+[the role of closest friends]+

This past weekend held a tedious, tension filled trial for our family. For 5 months it has been building, snarling its jagged teeth, threatening - and this weekend we had to face it head on. Actually Doug did. The girls and I, as requested by Doug,  were safely tucked away in the home of kind friends.  The act of being tucked away, and of Doug being physically supported has had me thinking.  Its had me thinking once again about community, friendship and what real support looks like.

For so long it has been like this, "radical transitions" and unusual trials ever threatening our family. Its easy to grow weary, even for those merely watching. Ive written on this before.  The friends who just couldnt deal with all our uncertainties fell away, or became outright betrayers (choosing to appease themselves rather than honor the friendship) over the past year or so.  But, as always, it was for our best.  The gems remain.
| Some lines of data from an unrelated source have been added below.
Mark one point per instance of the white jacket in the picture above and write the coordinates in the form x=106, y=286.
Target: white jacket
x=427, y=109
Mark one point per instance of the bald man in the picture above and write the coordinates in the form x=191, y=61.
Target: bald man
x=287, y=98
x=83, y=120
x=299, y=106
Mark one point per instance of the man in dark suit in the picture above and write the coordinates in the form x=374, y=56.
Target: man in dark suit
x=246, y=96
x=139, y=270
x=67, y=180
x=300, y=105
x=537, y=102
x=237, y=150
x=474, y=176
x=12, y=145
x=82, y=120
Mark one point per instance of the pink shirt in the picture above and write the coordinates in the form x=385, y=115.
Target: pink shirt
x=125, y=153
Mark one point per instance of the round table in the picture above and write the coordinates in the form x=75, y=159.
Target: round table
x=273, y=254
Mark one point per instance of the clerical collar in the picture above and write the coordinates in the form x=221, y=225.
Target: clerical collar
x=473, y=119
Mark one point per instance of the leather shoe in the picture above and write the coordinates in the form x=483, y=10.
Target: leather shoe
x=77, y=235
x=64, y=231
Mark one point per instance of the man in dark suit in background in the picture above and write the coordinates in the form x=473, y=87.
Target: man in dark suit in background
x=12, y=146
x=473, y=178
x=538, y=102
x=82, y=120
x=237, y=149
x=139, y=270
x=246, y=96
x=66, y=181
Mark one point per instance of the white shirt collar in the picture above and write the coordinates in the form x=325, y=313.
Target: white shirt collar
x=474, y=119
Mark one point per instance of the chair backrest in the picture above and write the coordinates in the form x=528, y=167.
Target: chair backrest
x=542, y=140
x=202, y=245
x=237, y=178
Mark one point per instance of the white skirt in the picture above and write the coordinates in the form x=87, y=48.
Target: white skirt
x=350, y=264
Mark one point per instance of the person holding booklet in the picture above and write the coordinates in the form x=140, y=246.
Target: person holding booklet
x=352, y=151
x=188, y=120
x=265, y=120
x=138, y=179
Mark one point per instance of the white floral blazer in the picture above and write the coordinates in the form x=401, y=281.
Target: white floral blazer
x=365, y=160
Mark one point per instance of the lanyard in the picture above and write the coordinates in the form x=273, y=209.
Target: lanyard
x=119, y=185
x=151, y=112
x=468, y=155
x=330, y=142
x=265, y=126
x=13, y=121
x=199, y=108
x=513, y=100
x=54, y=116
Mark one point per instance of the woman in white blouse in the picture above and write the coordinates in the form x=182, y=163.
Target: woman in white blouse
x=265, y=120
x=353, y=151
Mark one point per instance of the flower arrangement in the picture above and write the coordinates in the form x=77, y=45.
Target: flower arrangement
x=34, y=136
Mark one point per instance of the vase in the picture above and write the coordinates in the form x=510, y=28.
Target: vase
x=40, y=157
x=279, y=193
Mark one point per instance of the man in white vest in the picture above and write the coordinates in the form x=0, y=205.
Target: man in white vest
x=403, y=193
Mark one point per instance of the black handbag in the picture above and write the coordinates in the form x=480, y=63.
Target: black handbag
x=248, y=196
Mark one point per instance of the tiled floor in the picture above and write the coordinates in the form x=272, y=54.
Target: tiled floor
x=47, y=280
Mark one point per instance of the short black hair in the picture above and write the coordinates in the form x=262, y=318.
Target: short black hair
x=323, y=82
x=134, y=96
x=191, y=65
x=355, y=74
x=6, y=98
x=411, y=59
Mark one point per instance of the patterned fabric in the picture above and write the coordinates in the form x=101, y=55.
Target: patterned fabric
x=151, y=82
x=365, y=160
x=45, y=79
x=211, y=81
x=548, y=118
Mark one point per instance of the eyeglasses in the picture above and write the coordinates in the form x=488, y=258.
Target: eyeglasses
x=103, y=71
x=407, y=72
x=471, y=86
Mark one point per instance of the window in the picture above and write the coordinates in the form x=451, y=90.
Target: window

Contrasting those relationships which fell away and the curtain being pulled back illuminating their true lack of love, the fiercely and longtime faithful immediately wrapped themselves even tighter around us, steeping us in the truth of who we can depend on in this struggle filled life season.

And for such a time as this, we have been Provided a seasoned Christ following, not simply believing, mentor couple who live in our neighborhood:  Stan and Penny.  While Doug faced the trail at our home this weekend, Stan was here with him.  Meanwhile the girls and I were tucked away at Pennys house with tea and tenderness, talking through our morning worship service (they go to the same church we do) and how trails have tilled thankfulness.   Doug claims it was Stans very presence that made the marked change in dealing with the foe.  I would go on further to say that where two or more are gathered, there Christ will be also.  Doug and Stan were gathered, a united front, and the Peace of Christ thus was there also.

A few weeks back, and upon receipt of our Easter newsletter, I received a letter from a family member stating that she just didnt have the strength of courage to make the choices I have.  I would argue that it is not strength of courage which is needed; certainly that was not the case in biblical stories like David or Moses or even the disciples.  No, it is not strength of courage which moves me to place one more foot in front of the other, walking out the hard things of this life, it is rather strength of faith.    And admittedly my faith is very, very weak at times.  I struggle with unbelief in almost every area of my life, almost every day!   But when I begin to doubt, forget, lose focus,  forever it is my community, my dearests friends, who remind me who I am in Christ and what I believe.  And they, alongside me, pray for my faith to increase.   Community and friends are SO important!

My dearests help me remember who I am in the face of _________.  They always have.  The do not give me the "7 steps for successful living" or try to satiate me with excuses for my unbelief.  They preach truth to me.  Every time.  They preach with kindness and love because they are not trying to force an agenda, they are seeking my heart.  Huge difference from those who poke, point and accuse.  Or worse excuse, justify or embolden  - only amplifying themselves, not the Lord.

I have many opportunities right now to die to self.   You probably do as well.  At one point or another we will have the option to step out in faith and believe, putting it all on the line, making ourselves vulnerable in a way which does not promote comfort.  Or we can choose self.  Its that simple.  It seems complicated, but its really not.  Will you choose the God of the Bible, believe and pray for strength of faith Keitha, or will you choose self I ask myself regularly?  And what will those closest to you advise you to do, I consistently must ask :  will they tell you to seek the Lord? or just take care of yourself (spa, shopping, fun)? or encourage you to take a pill?  or literally pray alongside you?  or remind you of who you are in Christ and who He has been in your life?  or take you to coffee just to "get away from it all" but never reminding you of anything stronger than caffeine?

As I tell the girls all the time, "we are who our friends are".  I do not say that lightly!  My closest friends are women who are willing to believe in the face of a roaring lion, not cower away in despair or pacify themselves with temporal salve.    They have to be.  When Penny shared with me that Stan had confessed "he was scared (for his own life) to stand with Doug, but he was more scared for Doug to stand alone" I was reminded of why I choose the friends I do and that they do that very thing for me.  I was also reminded why the Lord has sifted others out:  Doug and I can not choose unbelief in any, any area.   And we can not surround our family with those who do!


(Taralyn and I at the MN Arboretum in 2009)

Community is who reminds us when we forget.  Friends hold our arms up when we are exhausted.  These people whom the Lord brings into our lives, who "get" the bigger picture of this life being His drama, His Plan, His Story (His complete Sovereignty) are the ones who encourage us on, help us persevere.  And honestly, right now, we are persevering through much.  But isnt that when Paul encourages us to consider it all joy?  My closest friends are exactly who remind me to do exactly that.